No final do outono, os Viardots voltaram a Paris; Turgueniev permaneceu sozinho em Bougival. Esta solidão de algumas semanas foi razão de queixas dos russos sobre os seus amigos franceses, mas ele protestou vigorosamente quando lhe insinuaram que estaria melhor na Rússia. “Ainda estou vivo”, escreveu ele, “e se for viver para não poder me mover ou ficar de pé… É assim que vivem as ostras! E ainda tenho distrações que elas não têm”. Seu trabalho criativo não parava. A um dos seus visitantes, a quem relatou os sonhos das suas noites dolorosas, assegurou que poderiam ter-se tornado novos poemas em prosa. Até o fim manteve a capacidade de sair das preocupações pessoais e buscar o bem coletivo. Foi em seu leito de morte que escreveu a Liev Tolstói exortando-o a não trair a Rússia renunciando à literatura. Tolstoi – que vivia a sua fase mística, era considerado uma espécie de guru e havia parado de escrever ficção – aparentemente se sensibilizou. Depois da morte de Turgueniev escreveu A Morte de Ivan Ilitch e A Sonata de Kreutzer. Também em seu leito de morte Ivan Turgueniev dirigiu aos seus compatriotas palavras que resumiam a sua existência: “Vivam e amem os outros como eu sempre os amei”.

Estas são as suas últimas palavras; as que disse delirando não são importantes. Nos últimos dias, sofreu dores excruciantes que o fizeram implorar para que o deixassem se suicidar.

Pauline Viardot relatou a morte do amigo. Disse que ele perdeu a consciência dois dias antes. “Ele não sofria mais. Sua vida se extinguiu lentamente, e, depois de duas convulsões, ele deu seu último suspiro. Estávamos todos ao seu lado. Ele se tornou tão bonito quanto antes. No primeiro dia após a morte ainda apresentava uma ruga profunda entre as sobrancelhas, formada sob a influência das convulsões. No segundo dia, sua habitual expressão de bondade reapareceu em seu rosto. Seria de se esperar vê-lo sorrir”.
Três dias depois, seu corpo foi escoltado à Gare de l’Est pela maioria dos russos da colônia parisiense e por alguns franceses, incluindo About e Renan, que se despediram em nome da França e de seus escritores. Em São Petersburgo, quatro dias depois, sua previsão a Polonsky se tornou realidade. “Espere um pouco enquanto morro, você verá como serei tratado!”. Milhares de pessoas o aguardavam. Seu funeral foi um triunfo como não se via desde os tempos distantes de Pushkin. Duzentas e oitenta e cinco delegações e uma enorme multidão acompanharam o cortejo ao cemitério de Volkovo, em São Petersburgo. Turgueniev foi sepultado em 9 de outubro de 1883, próximo ao túmulo de seu grande amigo, o crítico Belinski, conforme desejo do escritor.

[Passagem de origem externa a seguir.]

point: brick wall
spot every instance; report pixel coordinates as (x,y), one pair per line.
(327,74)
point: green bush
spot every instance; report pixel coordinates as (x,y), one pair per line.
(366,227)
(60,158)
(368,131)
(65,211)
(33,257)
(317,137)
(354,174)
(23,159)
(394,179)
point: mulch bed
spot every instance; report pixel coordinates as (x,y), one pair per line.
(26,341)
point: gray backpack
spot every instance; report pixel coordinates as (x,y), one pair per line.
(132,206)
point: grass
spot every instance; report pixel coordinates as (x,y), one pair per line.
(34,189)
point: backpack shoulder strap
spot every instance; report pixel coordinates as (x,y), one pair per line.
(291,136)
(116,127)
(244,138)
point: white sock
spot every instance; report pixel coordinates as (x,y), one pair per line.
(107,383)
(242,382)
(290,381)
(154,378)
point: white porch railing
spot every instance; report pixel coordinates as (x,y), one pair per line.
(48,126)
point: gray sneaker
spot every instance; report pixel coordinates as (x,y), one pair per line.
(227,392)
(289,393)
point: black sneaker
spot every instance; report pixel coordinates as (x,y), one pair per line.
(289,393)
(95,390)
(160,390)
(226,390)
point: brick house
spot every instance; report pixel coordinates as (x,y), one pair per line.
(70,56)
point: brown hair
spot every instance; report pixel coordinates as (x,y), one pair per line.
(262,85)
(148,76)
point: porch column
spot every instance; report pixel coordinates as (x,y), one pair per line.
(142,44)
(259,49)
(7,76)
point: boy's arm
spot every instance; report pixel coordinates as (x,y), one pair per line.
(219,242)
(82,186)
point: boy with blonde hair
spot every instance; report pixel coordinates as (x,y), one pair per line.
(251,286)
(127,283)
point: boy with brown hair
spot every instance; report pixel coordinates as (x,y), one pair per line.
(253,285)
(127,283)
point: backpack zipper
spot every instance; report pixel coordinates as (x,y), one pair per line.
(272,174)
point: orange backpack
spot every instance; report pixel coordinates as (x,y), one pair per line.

Para ler mais artigos de Sonia Zaghetto sobre a vida de Ivan Turgueniev e Pauline Viardot, clique nos links abaixo:

Como eram lindas e frescas as rosas (sobre o relacionamento de Turgueniev e Pauline Viardot)

Vida e obra de Ivan Turgueniev

Galeria de fotos da datcha de Turgueniev em Bougival. Arquivo Sonia Zaghetto (todos os direitos reservados)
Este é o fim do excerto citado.